All students who enroll in Drawing Two have had one semester of prior drawing instruction in the techniques of perceptual and imaginative drawing. Students continue to build on these skills by creating a thematic series based on observation of the historical site and their research on the history and interpretation of the site and the events that it commemorates. They are supported in this endeavor by both one-on-one instruction and group critiques.

In addition, students have prepared and submitted a drawing for a juried student show sponsored by the art and design department. This process introduces each student to the requirements for a professional, public art exhibition.

After participating in this Drawing Two exhibition, students are prepared to create a thematically related series of artworks that produces an exhibition-ready drawing.
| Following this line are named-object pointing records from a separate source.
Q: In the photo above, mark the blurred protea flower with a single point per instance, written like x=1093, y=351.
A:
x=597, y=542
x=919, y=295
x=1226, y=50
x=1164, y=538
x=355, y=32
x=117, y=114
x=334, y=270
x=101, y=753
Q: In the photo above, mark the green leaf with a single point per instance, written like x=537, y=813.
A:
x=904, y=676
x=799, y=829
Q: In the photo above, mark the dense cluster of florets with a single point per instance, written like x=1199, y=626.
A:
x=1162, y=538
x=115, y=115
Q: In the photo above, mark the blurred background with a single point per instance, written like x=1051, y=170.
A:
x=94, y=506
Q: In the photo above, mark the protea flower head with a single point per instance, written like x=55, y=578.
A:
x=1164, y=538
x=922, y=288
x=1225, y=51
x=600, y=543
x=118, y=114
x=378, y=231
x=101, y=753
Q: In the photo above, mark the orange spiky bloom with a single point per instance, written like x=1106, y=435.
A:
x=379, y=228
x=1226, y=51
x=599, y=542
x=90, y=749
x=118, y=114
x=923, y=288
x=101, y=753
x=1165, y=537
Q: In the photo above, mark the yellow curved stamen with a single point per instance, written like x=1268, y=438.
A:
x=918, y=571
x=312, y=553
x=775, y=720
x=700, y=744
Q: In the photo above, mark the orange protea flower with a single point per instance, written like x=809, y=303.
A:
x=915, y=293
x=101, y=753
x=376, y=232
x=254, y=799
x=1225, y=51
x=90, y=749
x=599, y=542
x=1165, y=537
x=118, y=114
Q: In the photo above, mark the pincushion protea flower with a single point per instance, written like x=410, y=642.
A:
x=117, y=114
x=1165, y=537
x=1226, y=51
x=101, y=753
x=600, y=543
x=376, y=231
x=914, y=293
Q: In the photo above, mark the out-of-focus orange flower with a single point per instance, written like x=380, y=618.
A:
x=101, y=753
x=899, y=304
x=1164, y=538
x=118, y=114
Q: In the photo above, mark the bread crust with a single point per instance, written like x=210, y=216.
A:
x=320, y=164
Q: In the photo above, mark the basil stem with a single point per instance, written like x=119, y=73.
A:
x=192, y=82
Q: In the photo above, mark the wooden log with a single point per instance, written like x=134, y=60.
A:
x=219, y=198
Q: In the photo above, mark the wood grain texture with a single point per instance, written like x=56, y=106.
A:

They are able to document the research and thought process that resulted in the artwork. They can relate the artwork to larger disciplinary, cultural, and global concerns that professional artists expect to address.

Reflections

As of the Spring 2016 semester I have worked with three different classes on this assignment. Each class has successfully mounted a group exhibition in the college library that hung for the final two to three weeks of the semester. Individual artist’s statements and group text panels accompanied each exhibition. Public reaction was positive and students have reported using their drawings in their transfer portfolios.

Community college students find it challenging to consider themselves professionals in the art and design field, with professional responsibilities. Devoting sufficient time, resources and commitment to create a professional artwork and exhibition is a challenge that is new to many. They need individual and group support to believe in themselves and to adopt the conscientiousness that career artists are expected to have.

I am especially pleased with the transformation and empowerment that many students have demonstrated during this assignment. It is the first time that some of them “have taken myself seriously, as an artist,” as one student told me. There are students who are not able to make the leap and it has been difficult for those students who feel that they have let down the class and let down themselves.

Over several semesters the assignment has changed by focusing on different historical sites located on the MCC campus. One site was a ruined chapel from the early twentieth century, a relic from when the campus was a seminary school.

A second site was a pasture preserved from the seventeenth century farm of John Winthrop. A third site was a conservation area that includes wetlands. Because each site has a unique history, each naturally led to a different focus for the exhibition.

Teaching the Drawing Two course this way, with a thematic focus and an exhibition as the main goals has changed my relationships with my students. We have a much more personal, apprentice artist/professional artist relationship. I talk with each student much more about their commitment to their work, their insights, and their discoveries about becoming an artist. Knowing each student as an individual and as a potential professional leads to a more satisfying teaching experience for me. My students mature and demonstrate deeper commitment. The results are very good for all of us.